Toujours à l'affût de procédés de plus en plus sophistiqués, les auteurs passent très souvent à travers les mailles du filet : le nombre de mis en cause a chuté de 64.700 à 51.100 en 2023. "Cette baisse s’explique en grande partie par le recul des infractions de falsifications et de contrefaçons de chèques sur la période", explique le SSMSI. Même si le chèque demeure "l’instrument de paiement le plus fraudé", comme l'a indiqué Denis Beau, président de l’Observatoire de la sécurité des moyens de paiement (OSPM), lors d'une conférence, le 19 juin. "Face aux nouvelles barrières d’ordre technique, les fraudeurs cherchent en effet désormais à manipuler leurs victimes afin de les amener à réaliser elles-mêmes des opérations frauduleuses ou à en valider à leur insu", avait-il expliqué, les fraudeurs ayant recours à des usurpations d'identité par téléphone ou sur internet (hameçonnage, faux ordres de virement, etc.).
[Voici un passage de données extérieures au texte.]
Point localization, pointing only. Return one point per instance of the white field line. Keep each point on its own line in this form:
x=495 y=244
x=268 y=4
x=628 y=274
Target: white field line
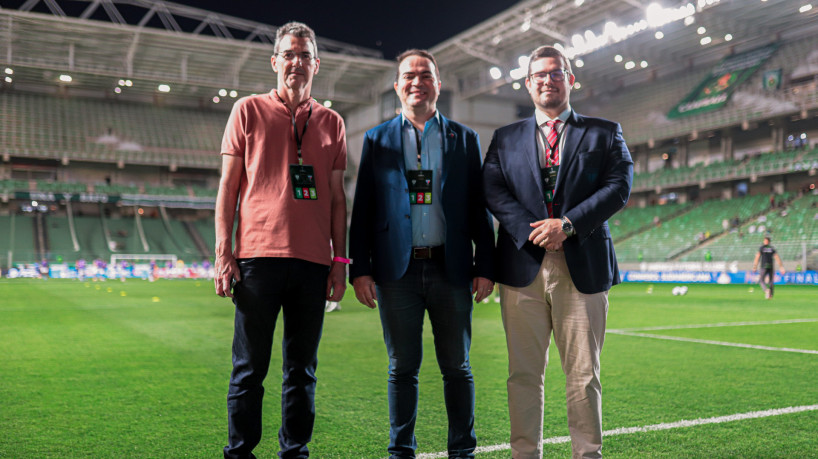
x=651 y=428
x=718 y=343
x=723 y=324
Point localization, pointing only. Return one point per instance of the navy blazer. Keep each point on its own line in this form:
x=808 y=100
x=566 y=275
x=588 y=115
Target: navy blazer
x=380 y=233
x=593 y=183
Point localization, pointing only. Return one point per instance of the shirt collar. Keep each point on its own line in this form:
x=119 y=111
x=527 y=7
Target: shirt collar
x=542 y=117
x=276 y=97
x=406 y=123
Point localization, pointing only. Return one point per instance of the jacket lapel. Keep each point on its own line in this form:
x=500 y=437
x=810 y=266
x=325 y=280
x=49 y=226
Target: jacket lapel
x=530 y=151
x=449 y=143
x=574 y=132
x=396 y=141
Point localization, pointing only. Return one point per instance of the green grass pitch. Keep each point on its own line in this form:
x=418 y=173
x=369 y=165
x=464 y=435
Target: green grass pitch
x=139 y=369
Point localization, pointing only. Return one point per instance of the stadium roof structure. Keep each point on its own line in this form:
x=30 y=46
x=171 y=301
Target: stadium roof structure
x=196 y=52
x=102 y=44
x=693 y=33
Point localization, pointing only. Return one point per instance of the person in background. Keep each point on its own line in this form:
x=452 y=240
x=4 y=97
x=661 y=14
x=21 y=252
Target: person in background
x=766 y=253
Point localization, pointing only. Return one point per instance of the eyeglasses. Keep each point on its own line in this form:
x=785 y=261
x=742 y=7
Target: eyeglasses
x=556 y=75
x=291 y=56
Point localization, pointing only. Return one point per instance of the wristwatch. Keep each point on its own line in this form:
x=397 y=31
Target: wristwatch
x=567 y=227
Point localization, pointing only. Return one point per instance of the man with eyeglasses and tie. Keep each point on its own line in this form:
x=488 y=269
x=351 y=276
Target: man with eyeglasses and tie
x=283 y=162
x=552 y=181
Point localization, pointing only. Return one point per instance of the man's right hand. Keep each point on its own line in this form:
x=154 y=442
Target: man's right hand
x=227 y=270
x=365 y=291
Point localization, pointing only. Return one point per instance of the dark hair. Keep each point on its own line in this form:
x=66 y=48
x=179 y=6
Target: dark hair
x=296 y=29
x=416 y=52
x=548 y=51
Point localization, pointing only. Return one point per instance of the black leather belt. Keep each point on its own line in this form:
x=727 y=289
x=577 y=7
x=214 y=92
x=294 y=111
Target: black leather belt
x=428 y=253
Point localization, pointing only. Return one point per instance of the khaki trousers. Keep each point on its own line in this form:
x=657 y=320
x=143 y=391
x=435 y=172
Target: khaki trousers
x=530 y=314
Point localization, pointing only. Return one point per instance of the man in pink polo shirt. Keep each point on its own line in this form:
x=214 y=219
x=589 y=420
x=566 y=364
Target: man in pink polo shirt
x=284 y=157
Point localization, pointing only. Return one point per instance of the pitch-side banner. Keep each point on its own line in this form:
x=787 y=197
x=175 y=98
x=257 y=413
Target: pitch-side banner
x=714 y=91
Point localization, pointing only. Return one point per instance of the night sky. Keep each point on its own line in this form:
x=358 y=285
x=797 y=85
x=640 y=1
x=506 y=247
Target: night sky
x=390 y=27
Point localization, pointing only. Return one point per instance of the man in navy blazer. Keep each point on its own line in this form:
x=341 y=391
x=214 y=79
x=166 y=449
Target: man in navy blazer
x=421 y=240
x=552 y=181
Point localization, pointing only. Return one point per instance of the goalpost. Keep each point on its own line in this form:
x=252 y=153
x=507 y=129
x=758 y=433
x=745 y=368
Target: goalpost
x=143 y=258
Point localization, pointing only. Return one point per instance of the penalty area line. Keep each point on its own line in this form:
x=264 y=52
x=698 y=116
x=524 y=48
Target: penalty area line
x=717 y=343
x=652 y=428
x=721 y=324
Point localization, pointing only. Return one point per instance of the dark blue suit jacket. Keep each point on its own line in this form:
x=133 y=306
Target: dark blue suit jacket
x=593 y=183
x=380 y=233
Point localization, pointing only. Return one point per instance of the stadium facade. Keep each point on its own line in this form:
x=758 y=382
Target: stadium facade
x=111 y=115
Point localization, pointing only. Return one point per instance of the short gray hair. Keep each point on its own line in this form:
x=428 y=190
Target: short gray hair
x=296 y=29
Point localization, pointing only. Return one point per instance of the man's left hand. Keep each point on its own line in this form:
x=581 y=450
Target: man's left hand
x=336 y=281
x=481 y=288
x=547 y=234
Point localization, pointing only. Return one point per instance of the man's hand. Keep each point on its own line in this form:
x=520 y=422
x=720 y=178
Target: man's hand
x=365 y=291
x=227 y=271
x=336 y=281
x=547 y=234
x=481 y=288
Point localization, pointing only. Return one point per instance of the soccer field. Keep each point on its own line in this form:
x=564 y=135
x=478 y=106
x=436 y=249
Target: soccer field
x=140 y=369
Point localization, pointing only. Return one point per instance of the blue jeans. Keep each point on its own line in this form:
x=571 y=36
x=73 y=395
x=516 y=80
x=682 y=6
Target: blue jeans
x=402 y=305
x=270 y=285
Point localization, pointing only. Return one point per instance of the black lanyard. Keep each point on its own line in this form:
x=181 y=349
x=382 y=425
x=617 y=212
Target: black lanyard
x=300 y=139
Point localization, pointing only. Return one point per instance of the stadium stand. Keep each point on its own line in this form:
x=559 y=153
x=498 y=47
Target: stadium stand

Une victime sur dix porte plainte
Encore ces chiffres ne dévoilent-ils que la partie émergée de l'iceberg. Car seulement une victime sur dix porte plainte. 12% des victimes de débits frauduleux ont par exemple porté plainte en 2021 (contre 25% pour les victimes de vol ou de tentative de vol sans violence ni menace), selon une enquête "Vécu et ressenti en matière de sécurité" (VRS) complémentaire des données de la police et de la gendarmerie, qui permet d'avoir une vision complète de la "victimation". En 2023, 4,5% des personnes âgées de 18 à 74 ans en France métropolitaine ont ainsi déclaré avoir subi un débit frauduleux sur leur compte bancaire. Ces enquêtes dites de victimation permettent, par extrapolation, d'avoir une idée du préjudice total subi. Celui-ci est "en augmentation rapide, passant de 2,3 milliards d’euros en 2016 à 4,5 milliards d’euros en 2023", indique le SSMSI.
A noter que les personnes morales sont de moins en moins présentes parmi les victimes d’escroqueries et de fraudes aux moyens de paiement. Leur proportion dans le total des victimes est passée de 16,1 % en 2016, contre 8,7 % en 2023. Moitié moins. Le préjudice subi par celles qui ont porté plainte oscille entre 600 millions d’euros et 800 millions d’euros environ sur la période.
L'OSPM a mis en place un groupe de travail de veille pour s'adapter en permanence à l'évolution technologique. Les grands défis actuels sont la menace quantique, l'intelligence artificielle (avec les possibilités nouvelles de contrefaçons de voix et d'image), l'identité numérique et les méthodes de scoring. Prometteuse dans de nombreux domaines, l'information quantique pourrait permettre aux fraudeurs de demain de déchiffrer les communications et protocoles électroniques sécurisés "à un horizon de 10 à 20 ans", estime Denis Beau. Le sujet sera abordé dans le prochain rapport annuel de l'OSPM qui sera publié le 10 septembre.
Les fraudes aux transports en nette diminution
Mais l'étude du SSMSI porte aussi un regard sur les formes voisines d'escroquerie (abus de confiance abus de faiblesse, filouterie, fraude sociale, fraudes aux titres de transport, faux et usage de faux documents...) qui, dans l'ensemble, ont nettement moins progressé, passant de 82.500 à 92.900, soit un rythme de +1,7% par an. Contrairement aux précédentes, ces dernières infractions ont connu un net ralentissement pendant la période du Covid. Mais elles présentent des situations très contrastées. Les fraudes aux titres de transports connaissent une forte diminution depuis 2018, avant le covid donc, passant de 4.700 à 2.600 en 2023. La plus forte diminution concerne les fraudes relatives aux chèques, passées de 4.600 en 2016 à 1.600 en 2023. En revanche, depuis 2020, les fraudes aux cotisations et prestations sociales montent en flèche, avec un bond de 1800 à 3.300 infractions.